With only a month to go before Euro 2008 kicks off in Basel, crowd violence at matches in Basel and Bern has raised several awkward questions.
Organisers say they are confident the tournament, which is being co-hosted by Switzerland and Austria, will be a safe success but the media are not so sure.
After Basel scored their second goal on Friday against FC Zurich – Basel eventually won the match 4-0 – a section of Zurich fans in the first tier lit flares and fireworks, which had been smuggled in, and threw them onto Basel fans below.
Problems continued after the game and a total of 45 people were injured, mostly lightly, although three people were taken to hospital. Twelve people were arrested.
There was also a punch-up the same evening involving around 100 people after the match between Young Boys of Bern and Neuchâtel Xamax, which the Bernese lost 3-1. Police dispersed the crowd with tear gas and plastic bullets, with one officer taken to hospital.
Despite this, Benedikt Weibel, the government's Euro 2008 representative, told the Sonntag newspaper that he remained "convinced" that everything concerning security was under control and that such scenes would not happen during the tournament.
Martin Jäggi, head of security for Euro 2008, also said he was confident and that the tournament's security plan would not be changed. He noted that the greater number of women and children at national matches, as opposed to club matches, meant violence was less likely to break out.
Not everyone was so sure. "Are hooligans going to ruin Euro 2008?" was the headline in Blick, Switzerland's biggest-selling tabloid, on Monday.
The Sonntag newspaper had detected "uneasy pre-Euro feelings – one month before the greatest sporting event that our country's ever seen".
The paper also wondered how it had been possible to smuggle potentially lethal fireworks into Basel's stadium, which is where Switzerland will play all three of its group matches next month. It said that almost every European country other than Italy had managed to solve the problem of flares.
For the Berner Zeitung "the time has come to step in", saying such images were damaging Switzerland's reputation and proved that the hooliganism problem was not under control.
The paper reckoned it was "completely absurd" that police could not intervene in the Basel stadium, a private area, despite lives being clearly in danger.
The Zurich-based Tages-Anzeiger took a less dramatic tone, saying fears that such scenes could occur during Euro 2008 were unfounded.
"Extremist groups are linked primarily to club teams and not the national team," it said, adding that Euro 2008 was a commercial event and therefore not of great interest to hooligans.
The Tages-Anzeiger admitted that violence outside the stadiums could not be ruled out – but that, it said, was always the case when people and alcohol are mixed. That however had nothing to do with football, it concluded.
The Basler Zeitung also believed the problem was limited to club football, telling all those who were concerned about violence at Euro 2008 to calm down: "During the tournament the stadium will be a high security zone."
But it too warned that because flare-throwers could not get inside the stadium they would be outside – "probably in the fan zones".
In the NZZ am Sonntag Christian Kern, head of the company that runs St Jacob's Park stadium, called for "rapid reaction judges", which he said had proved successful in Britain.
"You pick out the culprits and punish them immediately," he said.
Kern believed that while most Swiss football hooligans were given mild fines, "if you endanger human life, you should be locked up".

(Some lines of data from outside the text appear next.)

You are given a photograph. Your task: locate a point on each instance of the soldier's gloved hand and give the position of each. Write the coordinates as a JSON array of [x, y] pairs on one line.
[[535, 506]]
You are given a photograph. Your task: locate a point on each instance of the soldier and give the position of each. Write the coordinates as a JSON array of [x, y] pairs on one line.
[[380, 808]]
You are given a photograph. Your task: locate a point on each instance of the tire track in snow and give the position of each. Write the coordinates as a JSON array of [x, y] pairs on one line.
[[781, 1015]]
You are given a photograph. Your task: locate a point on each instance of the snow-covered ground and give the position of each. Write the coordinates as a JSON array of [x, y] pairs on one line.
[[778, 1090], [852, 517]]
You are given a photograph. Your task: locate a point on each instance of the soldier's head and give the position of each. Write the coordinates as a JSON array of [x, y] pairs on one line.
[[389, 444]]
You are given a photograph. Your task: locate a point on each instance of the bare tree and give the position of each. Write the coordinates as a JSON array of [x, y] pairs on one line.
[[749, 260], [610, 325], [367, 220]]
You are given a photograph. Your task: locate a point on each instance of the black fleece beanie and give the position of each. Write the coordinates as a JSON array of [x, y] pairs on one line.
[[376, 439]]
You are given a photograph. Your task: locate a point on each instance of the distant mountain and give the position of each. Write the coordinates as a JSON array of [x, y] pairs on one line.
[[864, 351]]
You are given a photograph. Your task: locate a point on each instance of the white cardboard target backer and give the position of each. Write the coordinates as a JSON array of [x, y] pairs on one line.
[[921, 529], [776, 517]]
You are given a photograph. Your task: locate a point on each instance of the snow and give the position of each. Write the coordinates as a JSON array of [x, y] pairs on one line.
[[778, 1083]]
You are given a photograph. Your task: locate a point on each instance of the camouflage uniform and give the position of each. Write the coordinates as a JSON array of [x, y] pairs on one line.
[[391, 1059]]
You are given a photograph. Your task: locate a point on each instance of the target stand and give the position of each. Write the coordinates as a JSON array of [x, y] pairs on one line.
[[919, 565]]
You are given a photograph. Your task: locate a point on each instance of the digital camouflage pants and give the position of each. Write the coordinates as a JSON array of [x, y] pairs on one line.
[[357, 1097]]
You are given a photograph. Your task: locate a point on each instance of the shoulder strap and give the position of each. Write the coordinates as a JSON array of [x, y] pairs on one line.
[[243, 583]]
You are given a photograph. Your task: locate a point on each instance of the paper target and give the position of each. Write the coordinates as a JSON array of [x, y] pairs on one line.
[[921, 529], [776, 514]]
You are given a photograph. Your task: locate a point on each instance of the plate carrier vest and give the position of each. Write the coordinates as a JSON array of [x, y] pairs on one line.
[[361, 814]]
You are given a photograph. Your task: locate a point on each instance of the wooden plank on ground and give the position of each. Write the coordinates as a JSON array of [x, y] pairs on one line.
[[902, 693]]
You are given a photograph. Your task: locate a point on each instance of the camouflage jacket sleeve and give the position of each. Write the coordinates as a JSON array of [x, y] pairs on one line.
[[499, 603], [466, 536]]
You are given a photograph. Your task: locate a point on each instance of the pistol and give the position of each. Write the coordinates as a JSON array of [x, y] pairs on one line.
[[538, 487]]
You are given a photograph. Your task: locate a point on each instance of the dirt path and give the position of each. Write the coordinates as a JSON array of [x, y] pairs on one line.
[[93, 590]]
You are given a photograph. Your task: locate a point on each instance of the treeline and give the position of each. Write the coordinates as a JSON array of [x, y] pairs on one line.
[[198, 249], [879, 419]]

Blick also highlighted another issue which it said could prove problematic. German police, who have experience in close combat, are going to be used "when things get heavy" whereas their Swiss colleagues will just fire a few tear gas grenades from a distance, according to Blick.
But the Germans, it said, were not sure they wanted to be used just as "bully boys in a German uniform".
swissinfo with agencies
Switzerland's three-pronged security strategy mirrors the successful plan implemented in Germany during the 2006 World Cup. Organisers have said the tournament should be a "feast, not a fortress".
The aim of the strategy is to develop cordial relations between police and fans while acting decisively should trouble break out.
In addition to police, private security firms will be present at stadiums and in fan zones.
Between 500 and 1,000 police officers from France and Germany will be drafted in during match days and to provide extra liaison with fans.
In the case of an emergency, about 15,000 army troops have been made available to the host cities, an offer that Geneva has declined. Should they be needed, soldiers would guard infrastructure rather than confront rowdy fans.